CyFuture_Hackathon

This repository contains the data and code files required for building a Legal Contract Reviewer for english contracts using the CUAD dataset.

Dataset Used

This project leverages a subset of the Contract Understanding Atticus Dataset (CUAD) to automate legal contract analysis. CUAD is an expert-annotated dataset designed for high-precision clause extraction, featuring:

500+ contracts
13,000+ labeled clauses
41 specialized legal categories

By utilizing CUAD, this system enhances efficiency in contract review and risk assessment, helping users quickly identify key provisions.

For more details, visit CUAD.

Dataset Conversion for LLaMA Models

Since LLaMA models do not natively support direct ingestion of the CUAD dataset, the data has been transformed into an optimized format.

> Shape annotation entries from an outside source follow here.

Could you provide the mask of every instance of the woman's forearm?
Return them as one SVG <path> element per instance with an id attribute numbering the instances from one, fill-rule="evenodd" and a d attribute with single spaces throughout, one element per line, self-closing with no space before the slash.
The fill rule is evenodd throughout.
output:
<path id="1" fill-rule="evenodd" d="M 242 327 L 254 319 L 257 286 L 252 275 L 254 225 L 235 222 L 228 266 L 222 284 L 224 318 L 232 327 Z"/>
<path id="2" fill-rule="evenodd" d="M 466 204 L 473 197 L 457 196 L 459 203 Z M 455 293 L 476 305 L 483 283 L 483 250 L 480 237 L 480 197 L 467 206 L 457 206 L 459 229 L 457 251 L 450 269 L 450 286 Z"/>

The conversion process ensures compatibility and structured input handling for improved legal NLP performance.

Converted Dataset: alpaca_format_for_llama.json
Conversion Code: Implemented in data_conversion.ipynb
Source Dataset: A subset of the CUAD (Contract Understanding Atticus Dataset), containing expert-annotated legal contract clauses.

This adaptation enhances contract clause extraction and facilitates efficient automated legal review using large language models.

📝 Legal Answering using CUAD + LoRA Fine-tuning(LegalAnsweringUsingCUAD.ipnyb)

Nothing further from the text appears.